本開示の好適な態様は、（６）上記キレート試薬は、クエン酸ナトリウム及びクエン酸三ナトリウム一水和物の少なくともいずれか一方を含む、上記（４）に記載の生体試料保存剤、である。　

本開示の好適な態様は、（７）０．００４～１０．０００ｍｏｌ／Ｌの緩衝剤をさらに含む、上記（１）～（６）のいずれかに記載の生体試料保存剤、である。　

本開示の好適な態様は、（８）上記緩衝剤の濃度は、０．０１０～５．０００ｍｏｌ／Ｌである、上記（７）に記載の生体試料保存剤、である。　

本開示の好適な態様は、（９）上記緩衝剤は、エチレンジアミン四酢酸である、上記（７）又は（８）に記載の生体試料保存剤、である。　

本開示の好適な態様は、（１０）０．２５～３０重量％の賦形剤をさらに含む、上記（１）～（９）のいずれかに記載の生体試料保存剤、である。　

本開示の好適な態様は、（１１）凍結乾燥された粉末である、上記（１）～（１０）に記載の生体試料保存剤、である。　

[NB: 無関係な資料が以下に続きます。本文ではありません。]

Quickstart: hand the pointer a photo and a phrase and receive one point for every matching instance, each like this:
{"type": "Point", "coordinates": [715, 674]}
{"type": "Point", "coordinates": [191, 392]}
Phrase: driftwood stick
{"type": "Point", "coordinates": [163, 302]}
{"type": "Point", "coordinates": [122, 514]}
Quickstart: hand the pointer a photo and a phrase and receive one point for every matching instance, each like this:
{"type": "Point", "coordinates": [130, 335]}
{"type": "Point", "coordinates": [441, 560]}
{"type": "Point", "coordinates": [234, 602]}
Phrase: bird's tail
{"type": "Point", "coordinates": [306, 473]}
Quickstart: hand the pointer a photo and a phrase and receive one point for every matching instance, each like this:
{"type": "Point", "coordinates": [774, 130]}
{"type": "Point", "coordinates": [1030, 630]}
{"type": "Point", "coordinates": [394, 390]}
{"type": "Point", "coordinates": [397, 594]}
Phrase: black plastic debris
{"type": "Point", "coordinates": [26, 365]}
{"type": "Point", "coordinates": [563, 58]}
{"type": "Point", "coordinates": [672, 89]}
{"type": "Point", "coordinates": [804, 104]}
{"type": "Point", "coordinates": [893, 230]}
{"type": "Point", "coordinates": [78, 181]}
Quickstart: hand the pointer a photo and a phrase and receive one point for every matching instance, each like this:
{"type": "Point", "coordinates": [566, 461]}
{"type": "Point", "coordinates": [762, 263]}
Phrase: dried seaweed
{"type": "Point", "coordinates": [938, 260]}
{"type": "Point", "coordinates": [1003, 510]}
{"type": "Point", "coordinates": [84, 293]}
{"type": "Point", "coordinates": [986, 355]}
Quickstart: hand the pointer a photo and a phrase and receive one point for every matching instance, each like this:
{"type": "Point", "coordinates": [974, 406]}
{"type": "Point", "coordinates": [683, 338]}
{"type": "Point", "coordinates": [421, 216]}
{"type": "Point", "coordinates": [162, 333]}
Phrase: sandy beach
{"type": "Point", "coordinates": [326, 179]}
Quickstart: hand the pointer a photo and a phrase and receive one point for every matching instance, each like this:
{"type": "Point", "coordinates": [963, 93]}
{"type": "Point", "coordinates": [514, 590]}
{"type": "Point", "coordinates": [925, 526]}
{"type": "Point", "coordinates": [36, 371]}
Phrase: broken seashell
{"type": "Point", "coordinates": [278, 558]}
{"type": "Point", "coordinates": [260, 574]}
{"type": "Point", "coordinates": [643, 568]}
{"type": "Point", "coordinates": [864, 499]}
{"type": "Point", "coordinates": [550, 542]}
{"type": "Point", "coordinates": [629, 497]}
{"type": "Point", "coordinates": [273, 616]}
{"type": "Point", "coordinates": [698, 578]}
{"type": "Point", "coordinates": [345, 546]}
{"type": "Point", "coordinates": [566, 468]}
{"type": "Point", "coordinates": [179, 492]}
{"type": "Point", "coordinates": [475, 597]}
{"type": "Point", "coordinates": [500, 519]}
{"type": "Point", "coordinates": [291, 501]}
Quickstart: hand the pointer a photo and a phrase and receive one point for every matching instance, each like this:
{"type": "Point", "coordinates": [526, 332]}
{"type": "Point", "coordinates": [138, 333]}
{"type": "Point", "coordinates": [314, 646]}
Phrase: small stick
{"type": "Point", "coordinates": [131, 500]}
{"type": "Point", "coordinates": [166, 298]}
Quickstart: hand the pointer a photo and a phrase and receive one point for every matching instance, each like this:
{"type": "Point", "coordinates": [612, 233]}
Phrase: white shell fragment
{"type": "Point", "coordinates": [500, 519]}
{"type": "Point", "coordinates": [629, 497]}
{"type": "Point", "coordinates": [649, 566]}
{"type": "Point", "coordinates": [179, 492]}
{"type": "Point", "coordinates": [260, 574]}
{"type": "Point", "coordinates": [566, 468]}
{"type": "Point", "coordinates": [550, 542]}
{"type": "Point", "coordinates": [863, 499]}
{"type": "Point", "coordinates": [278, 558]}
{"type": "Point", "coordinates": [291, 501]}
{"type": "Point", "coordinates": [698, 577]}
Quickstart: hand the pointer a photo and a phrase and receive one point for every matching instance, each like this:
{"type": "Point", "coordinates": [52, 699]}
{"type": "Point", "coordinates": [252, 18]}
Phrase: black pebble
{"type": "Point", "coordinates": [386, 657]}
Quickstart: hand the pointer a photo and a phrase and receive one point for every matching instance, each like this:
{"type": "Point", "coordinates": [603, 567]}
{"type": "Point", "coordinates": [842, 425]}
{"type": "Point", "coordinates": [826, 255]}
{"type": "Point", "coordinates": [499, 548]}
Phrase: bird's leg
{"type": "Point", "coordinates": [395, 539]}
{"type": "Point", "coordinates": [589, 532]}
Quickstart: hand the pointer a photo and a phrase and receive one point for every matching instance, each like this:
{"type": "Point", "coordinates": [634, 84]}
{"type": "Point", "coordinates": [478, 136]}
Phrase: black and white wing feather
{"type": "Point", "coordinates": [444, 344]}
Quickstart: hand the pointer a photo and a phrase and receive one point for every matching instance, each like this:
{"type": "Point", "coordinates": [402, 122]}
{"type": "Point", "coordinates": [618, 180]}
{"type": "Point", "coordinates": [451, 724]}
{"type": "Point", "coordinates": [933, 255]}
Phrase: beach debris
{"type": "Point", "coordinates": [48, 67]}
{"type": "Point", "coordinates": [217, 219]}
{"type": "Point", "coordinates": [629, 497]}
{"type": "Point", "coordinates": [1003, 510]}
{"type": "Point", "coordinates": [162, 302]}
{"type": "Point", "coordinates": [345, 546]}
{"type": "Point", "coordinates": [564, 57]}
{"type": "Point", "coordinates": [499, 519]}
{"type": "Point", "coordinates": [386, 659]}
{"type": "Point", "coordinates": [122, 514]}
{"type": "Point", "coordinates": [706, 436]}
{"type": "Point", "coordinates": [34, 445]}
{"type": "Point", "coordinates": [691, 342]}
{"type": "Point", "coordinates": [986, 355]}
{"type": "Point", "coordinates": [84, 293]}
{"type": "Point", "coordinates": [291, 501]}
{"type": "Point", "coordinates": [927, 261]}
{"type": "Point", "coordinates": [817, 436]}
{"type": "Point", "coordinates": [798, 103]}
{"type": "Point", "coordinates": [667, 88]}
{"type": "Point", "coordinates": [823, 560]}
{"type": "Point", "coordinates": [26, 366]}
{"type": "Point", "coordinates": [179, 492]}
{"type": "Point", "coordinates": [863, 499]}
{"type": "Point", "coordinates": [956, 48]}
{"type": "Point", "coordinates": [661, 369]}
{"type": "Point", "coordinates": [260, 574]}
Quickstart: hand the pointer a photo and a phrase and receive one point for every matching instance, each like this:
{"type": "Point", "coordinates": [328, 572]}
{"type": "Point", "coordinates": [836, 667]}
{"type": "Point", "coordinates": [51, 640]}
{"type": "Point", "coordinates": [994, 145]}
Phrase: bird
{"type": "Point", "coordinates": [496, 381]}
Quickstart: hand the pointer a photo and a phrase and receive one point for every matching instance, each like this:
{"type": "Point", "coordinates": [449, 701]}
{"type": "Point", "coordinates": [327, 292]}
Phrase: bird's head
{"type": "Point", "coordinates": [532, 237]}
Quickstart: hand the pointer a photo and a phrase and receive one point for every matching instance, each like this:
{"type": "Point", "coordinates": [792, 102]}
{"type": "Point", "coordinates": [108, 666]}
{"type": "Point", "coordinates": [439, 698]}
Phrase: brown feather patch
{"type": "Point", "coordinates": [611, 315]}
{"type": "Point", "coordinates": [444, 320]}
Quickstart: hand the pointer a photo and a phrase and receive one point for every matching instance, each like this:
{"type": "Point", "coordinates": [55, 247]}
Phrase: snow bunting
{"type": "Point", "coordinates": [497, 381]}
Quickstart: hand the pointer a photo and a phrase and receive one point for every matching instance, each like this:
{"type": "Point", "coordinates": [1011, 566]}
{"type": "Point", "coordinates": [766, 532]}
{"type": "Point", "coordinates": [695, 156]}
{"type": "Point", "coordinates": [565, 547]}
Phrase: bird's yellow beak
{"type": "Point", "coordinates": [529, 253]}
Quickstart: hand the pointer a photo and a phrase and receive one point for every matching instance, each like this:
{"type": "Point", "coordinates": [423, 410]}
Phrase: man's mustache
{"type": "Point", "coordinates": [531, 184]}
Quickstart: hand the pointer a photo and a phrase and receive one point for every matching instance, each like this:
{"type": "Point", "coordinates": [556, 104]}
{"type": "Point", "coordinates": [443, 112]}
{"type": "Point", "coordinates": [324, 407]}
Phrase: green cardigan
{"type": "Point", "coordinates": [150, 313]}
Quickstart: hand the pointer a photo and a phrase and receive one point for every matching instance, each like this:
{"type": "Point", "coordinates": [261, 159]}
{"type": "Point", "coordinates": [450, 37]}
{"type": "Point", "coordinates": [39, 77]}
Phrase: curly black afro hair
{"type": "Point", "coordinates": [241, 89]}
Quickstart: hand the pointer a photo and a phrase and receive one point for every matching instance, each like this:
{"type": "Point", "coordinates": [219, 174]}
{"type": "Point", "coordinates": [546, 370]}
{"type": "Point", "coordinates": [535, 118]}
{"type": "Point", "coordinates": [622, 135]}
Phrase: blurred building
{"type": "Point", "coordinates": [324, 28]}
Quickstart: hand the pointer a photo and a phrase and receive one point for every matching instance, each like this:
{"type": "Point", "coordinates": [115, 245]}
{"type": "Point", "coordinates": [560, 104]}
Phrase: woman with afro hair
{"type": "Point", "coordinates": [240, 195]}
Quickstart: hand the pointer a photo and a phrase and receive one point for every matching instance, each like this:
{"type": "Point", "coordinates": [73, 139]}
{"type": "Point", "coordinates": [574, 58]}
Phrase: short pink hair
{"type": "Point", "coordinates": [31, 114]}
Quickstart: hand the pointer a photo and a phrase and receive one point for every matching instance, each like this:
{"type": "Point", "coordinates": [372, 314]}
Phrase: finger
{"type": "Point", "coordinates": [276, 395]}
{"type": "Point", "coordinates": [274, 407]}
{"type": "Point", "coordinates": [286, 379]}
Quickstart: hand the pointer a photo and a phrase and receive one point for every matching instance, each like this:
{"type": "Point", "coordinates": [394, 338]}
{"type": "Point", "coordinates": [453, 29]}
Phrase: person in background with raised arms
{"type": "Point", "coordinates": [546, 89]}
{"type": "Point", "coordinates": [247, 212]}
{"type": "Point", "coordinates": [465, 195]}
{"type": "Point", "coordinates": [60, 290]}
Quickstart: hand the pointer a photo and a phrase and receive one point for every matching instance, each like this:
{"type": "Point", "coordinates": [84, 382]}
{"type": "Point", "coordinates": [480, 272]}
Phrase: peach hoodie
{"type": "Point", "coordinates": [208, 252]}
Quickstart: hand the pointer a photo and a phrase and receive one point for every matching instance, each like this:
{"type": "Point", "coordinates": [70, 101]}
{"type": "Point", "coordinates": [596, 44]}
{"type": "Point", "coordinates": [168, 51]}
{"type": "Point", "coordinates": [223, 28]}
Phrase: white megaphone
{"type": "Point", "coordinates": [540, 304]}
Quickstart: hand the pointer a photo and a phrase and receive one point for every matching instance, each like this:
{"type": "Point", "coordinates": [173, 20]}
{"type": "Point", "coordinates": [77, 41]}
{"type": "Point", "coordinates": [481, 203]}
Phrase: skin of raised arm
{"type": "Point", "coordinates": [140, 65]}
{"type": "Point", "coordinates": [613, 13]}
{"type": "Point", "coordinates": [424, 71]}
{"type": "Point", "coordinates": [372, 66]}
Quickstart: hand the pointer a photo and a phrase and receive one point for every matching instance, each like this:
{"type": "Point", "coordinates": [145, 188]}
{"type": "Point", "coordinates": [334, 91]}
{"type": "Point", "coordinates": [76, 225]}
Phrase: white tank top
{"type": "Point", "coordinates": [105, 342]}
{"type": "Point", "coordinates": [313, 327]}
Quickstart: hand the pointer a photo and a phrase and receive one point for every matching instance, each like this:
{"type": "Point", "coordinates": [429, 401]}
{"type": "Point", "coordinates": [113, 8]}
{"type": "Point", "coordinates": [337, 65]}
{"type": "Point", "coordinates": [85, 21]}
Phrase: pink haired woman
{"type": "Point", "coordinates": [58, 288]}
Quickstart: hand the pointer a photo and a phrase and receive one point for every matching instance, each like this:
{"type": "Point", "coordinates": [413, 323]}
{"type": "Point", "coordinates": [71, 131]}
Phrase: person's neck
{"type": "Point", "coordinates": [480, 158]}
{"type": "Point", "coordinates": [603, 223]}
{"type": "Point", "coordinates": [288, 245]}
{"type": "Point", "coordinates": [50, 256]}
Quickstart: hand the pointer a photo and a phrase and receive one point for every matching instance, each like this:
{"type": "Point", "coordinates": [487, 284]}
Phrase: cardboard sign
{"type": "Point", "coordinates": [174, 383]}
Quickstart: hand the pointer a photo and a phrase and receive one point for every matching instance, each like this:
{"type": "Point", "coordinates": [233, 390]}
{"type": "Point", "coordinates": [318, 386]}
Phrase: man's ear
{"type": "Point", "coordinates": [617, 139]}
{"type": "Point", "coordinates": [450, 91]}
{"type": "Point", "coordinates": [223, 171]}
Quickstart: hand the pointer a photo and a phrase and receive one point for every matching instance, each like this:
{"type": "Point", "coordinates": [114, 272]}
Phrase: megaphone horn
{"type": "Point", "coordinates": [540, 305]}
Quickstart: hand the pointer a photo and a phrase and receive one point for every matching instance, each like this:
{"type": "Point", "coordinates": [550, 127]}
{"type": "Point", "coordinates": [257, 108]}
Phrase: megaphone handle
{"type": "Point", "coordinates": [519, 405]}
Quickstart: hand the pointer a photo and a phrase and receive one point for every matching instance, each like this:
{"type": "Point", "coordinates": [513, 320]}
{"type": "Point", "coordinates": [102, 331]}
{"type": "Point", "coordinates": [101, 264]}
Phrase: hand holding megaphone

また、本発明者らは、上記課題を解決するために、１．０～１０．０ｍｏｌ／Ｌの化学式ＮＨ４^＋で示される多原子一価陽イオンを有する物質又は前記多原子一価陽イオンから構成される化合物を含むことで常温における保存を可能にする生体試料保存剤の製造方法を見出した。したがって、本開示の他の局面は、（１２）所定の溶媒に、１．０～１０．０ｍｏｌ／Ｌの化学式ＮＨ４^＋で示される多原子一価陽イオンを有する物質又は前記多原子一価陽イオンから構成される化合物を添加する第１の添加工程を含む、生体試料保存剤の製造方法、である。　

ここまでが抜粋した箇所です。